Prince Charles, a long-time supporter of the Dalai Lama, has already said he will not attend the Olympics. But under the alleged criteria he would be on the blacklist.

Journalists attract particular scrutiny, with bans to be extended to "staff of any foreign media hostile to the People's Republic of China" and "staff of media who publish anti-communist articles and those who viciously slander the Chinese Communist Party and the Chinese government".

The secret checks will also look out for "individuals who form unlawful religious groups".

Mr McMillan-Scott, a long-standing critic of the Chinese regime, said last night that he had been assured the details were accurate and he believed them to be so.

They were passed to him by exiled members of the Falun Gong spiritual movement, a philosophical and exercise regime that has been persecuted in China since 1999.

Mr McMillan-Scott said: "There is absolutely no question in my mind that it is a genuine document. The Falun Gong have an incredible network of communications and they penetrate every area of Chinese life.
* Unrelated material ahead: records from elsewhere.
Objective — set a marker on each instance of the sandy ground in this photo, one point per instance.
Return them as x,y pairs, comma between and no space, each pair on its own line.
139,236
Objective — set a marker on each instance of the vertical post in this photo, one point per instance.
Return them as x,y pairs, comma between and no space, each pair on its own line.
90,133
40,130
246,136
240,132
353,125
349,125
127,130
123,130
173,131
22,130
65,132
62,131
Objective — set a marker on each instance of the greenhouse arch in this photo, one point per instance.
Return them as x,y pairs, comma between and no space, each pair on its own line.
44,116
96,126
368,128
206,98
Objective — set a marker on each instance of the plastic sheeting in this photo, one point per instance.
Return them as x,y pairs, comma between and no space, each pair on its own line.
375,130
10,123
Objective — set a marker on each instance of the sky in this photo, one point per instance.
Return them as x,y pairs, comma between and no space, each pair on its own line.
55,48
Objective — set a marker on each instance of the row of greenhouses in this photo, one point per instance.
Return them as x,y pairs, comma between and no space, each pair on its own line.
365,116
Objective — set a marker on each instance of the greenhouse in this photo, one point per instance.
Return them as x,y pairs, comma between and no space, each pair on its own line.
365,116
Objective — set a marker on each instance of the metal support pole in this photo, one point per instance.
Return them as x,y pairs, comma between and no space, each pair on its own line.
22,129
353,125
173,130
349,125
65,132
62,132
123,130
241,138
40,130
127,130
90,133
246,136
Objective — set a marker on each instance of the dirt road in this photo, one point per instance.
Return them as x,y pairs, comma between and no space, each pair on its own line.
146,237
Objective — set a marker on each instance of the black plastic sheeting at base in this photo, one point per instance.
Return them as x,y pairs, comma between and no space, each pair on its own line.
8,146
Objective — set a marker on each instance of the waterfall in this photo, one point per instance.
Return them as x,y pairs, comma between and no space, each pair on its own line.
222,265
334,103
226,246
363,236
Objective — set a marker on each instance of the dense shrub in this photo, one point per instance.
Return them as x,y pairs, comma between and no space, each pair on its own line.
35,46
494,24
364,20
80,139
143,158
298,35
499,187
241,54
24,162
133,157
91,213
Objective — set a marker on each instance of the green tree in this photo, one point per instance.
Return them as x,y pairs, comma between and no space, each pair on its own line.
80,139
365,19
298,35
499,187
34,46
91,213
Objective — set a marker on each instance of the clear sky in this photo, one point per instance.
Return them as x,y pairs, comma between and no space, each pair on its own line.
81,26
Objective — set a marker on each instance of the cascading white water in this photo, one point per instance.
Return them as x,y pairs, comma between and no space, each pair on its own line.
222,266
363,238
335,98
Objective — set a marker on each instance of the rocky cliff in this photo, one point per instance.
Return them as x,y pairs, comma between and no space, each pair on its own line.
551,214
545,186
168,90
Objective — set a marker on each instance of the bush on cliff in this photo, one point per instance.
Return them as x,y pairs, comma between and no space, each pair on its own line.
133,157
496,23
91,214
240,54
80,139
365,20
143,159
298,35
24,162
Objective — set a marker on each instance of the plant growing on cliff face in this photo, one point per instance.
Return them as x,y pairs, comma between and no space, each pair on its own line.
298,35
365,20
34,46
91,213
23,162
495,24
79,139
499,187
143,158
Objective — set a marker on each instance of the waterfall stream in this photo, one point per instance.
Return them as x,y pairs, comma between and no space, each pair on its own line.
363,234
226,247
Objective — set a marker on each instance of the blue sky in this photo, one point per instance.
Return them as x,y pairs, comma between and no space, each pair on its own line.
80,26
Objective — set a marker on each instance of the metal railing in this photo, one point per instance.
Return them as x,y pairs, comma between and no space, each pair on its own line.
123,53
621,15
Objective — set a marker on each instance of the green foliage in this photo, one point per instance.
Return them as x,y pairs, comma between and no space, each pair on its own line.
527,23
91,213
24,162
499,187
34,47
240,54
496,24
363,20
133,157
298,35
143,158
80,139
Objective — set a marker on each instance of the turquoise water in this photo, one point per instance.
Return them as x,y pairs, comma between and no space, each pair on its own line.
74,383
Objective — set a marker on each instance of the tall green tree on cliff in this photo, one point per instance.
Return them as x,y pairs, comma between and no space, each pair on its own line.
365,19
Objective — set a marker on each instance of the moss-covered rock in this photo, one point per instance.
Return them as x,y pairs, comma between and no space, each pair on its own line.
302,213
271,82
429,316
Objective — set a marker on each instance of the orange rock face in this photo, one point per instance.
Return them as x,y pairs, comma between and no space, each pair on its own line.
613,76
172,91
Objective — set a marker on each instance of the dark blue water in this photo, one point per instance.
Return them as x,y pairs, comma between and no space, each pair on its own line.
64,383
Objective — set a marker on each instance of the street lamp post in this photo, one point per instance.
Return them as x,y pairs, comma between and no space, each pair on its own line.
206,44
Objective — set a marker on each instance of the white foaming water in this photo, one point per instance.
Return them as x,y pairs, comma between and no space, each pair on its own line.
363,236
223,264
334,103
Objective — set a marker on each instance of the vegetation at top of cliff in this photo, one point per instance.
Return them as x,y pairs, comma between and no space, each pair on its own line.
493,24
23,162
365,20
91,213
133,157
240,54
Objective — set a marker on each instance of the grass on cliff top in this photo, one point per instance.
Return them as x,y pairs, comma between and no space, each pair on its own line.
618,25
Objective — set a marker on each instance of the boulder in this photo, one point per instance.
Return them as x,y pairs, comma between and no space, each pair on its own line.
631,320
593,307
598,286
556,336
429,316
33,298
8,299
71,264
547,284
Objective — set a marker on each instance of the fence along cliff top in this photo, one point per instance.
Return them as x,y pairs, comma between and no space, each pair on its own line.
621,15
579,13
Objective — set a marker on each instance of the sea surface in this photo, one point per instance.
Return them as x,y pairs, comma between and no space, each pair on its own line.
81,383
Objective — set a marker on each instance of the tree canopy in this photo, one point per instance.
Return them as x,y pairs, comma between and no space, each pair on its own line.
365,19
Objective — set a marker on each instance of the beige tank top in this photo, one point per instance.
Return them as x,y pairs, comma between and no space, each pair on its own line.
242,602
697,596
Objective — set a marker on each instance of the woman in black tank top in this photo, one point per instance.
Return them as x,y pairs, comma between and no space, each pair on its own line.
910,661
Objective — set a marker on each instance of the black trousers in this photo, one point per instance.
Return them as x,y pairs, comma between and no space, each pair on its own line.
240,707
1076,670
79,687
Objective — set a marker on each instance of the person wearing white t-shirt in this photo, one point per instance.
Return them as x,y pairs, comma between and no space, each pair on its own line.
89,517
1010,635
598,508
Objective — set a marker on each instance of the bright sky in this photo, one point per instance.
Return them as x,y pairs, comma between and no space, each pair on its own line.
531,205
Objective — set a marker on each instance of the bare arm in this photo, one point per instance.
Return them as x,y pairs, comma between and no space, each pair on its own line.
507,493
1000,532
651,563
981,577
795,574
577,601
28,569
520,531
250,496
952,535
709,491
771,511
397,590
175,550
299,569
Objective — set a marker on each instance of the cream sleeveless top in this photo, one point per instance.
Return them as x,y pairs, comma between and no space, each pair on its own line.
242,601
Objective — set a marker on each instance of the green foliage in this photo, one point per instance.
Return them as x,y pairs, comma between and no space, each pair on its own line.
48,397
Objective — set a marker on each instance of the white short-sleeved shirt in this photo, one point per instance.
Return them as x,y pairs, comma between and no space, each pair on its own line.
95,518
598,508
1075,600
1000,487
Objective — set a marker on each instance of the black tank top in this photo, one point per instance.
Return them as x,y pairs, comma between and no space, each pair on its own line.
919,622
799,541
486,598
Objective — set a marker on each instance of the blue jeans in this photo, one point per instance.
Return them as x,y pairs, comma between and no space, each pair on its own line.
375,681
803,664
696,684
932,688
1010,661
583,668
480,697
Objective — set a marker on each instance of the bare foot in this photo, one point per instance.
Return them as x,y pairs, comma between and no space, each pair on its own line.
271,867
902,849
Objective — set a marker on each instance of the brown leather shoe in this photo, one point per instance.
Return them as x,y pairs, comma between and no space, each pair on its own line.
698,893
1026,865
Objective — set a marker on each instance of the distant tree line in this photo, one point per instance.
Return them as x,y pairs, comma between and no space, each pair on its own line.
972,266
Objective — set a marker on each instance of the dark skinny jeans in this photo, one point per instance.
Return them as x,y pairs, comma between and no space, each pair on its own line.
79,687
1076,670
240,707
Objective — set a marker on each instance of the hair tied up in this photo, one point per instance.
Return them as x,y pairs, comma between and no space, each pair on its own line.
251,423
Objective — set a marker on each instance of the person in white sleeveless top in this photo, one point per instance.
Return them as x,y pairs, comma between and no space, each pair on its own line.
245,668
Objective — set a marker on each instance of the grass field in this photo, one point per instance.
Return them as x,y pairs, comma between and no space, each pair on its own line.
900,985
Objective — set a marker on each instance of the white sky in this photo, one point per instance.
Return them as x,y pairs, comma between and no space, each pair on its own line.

"This document epitomises the way the Chinese state operates against any form of dissidence, any form of nonconformist religion and any form of opposition to the established order."

Erping Zhang, spokesman for Falun Gong in the USA, added: "The document came from inside the Chinese security bureau.

"Some people who are secret Falun Gong practitioners are in the security bureau. They passed us this information last year and we know it is genuine.

"We feel the Chinese authorities are politicising the Olympic Games. It should be a movement open to all individuals regardless of gender, race, religion or politics."

IOC Director of Communications Giselle Davies said: "We can't comment on this because we do not know the source.

"However, we have every reason to believe that the accreditation procedure will work as it has done in the past.

"We have had assurances from the organisers that the usual procedures will be followed, which would involve only the normal security checks and balances."

Last week, The Mail on Sunday told how British Olympic chiefs were forcing athletes to sign a contract promising not to speak out about China's appalling human rights record or face being banned from Beijing.

The controversial clause had been inserted into athletes' contracts for the first time and forbade them making any political comment about countries staging the games.

Just a day later, following an international outcry, the offending clause was dropped from the contract.

A British Olympic Association spokeswoman said last night she was unable to comment about the contents of the list but said: "At the Olympic Games it is standard procedure to carry out security checks on everyone attending, like competitors, IOC members and Association staff."

A London representative of the Chinese government refused to comment.